Секретарша, заметив меня, удивленно округлила глаза, вскочила, но произнести ничего не успела. Я ворвался в его кабинет, но никого не нашел.
— Роман Георгиевич, подождите. Георгий Витальевич сейчас обедает… — донеслось мне в спину.
— Давно ушел?
— Уже полчаса как.
— Тогда подожду.
— Но…
— Лена, — произнес ее имя так, что она побледнела, — выйди!

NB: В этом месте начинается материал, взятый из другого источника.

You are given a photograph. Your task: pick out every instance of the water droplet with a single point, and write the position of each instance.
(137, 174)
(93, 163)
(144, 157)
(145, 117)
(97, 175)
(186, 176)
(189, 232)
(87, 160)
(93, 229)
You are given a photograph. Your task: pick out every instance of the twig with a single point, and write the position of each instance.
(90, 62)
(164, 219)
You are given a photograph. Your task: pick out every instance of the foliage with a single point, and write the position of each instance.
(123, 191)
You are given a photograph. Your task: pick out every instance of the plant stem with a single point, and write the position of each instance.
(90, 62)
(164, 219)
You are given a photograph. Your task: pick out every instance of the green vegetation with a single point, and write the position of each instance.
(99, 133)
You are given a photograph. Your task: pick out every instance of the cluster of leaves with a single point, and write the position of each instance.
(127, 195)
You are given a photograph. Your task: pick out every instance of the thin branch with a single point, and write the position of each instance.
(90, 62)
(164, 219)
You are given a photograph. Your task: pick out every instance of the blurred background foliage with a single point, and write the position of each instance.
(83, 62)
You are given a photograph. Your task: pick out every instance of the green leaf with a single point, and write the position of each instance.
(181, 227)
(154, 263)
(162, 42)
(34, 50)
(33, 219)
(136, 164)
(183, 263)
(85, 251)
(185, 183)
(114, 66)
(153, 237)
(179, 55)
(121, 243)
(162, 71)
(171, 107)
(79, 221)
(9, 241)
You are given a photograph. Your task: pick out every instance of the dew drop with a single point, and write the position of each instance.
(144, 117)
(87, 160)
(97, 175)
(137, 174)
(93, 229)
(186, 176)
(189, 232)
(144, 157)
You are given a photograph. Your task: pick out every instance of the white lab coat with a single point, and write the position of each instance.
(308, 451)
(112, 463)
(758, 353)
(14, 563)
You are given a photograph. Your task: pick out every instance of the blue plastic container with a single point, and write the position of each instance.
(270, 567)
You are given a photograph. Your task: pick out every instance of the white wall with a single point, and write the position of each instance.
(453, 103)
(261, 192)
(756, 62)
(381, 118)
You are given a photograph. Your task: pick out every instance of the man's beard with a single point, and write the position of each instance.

Дверь бесшумно закрылась, и я остался наедине со своими мыслями, теперь гадая, во сколько он меня оценил. Сомневаюсь, что предложил бы Юле и ее… сестре миллионы. Опустившись в кресло отца, задумался о словах Ласточки. Почему она ненавидит весь наш род? Или это было сказано ради того, чтобы сделать больнее и побыстрее выпроводить меня за порог? Ответ напрашивался сам собой: да!
— Рома? — удивленно произнес отец, едва вошел в кабинет.
Он в привычной манере бросил на меня равнодушный взгляд, скользнул им на рабочий стол, заваленный папками, и тут же добавил:
— Вставай. У меня много дел.
— Да ладно?! — Вопреки упадническому настроению, меня пробрало на смех. — Не староват ли ты для беспрерывной работы?
— Не паясничай. У тебя мозгов не хватит сидеть в этом кресле.
Он остановился в двух шагах и начал буравить меня взглядом.
— Ты всегда был обо мне такого мнения?
— Я вот никак не пойму, — отец поморщился, словно съел кислый лимон. — Почему вместо того, чтобы просить прощения и браться за ум, ты продолжаешь паразитировать?
— Может, потому что ты сам вырастил паразита? — ответил в той же манере. Заметив, как он изменился в лице, я продолжил: — И я тоже кое-чего не пойму. Зачем перекладывать воспитание собственного сына на совершенно незнакомых тебе людей? Думаешь, левая девица научит меня уму-разуму, в то время как ты будешь окапываться в бумажках?
— Заткнись! — он собрался ударить ладонью по столу, но вовремя сдержался и собрал пальцы в кулак. — Я в тебя вложил все, что мог!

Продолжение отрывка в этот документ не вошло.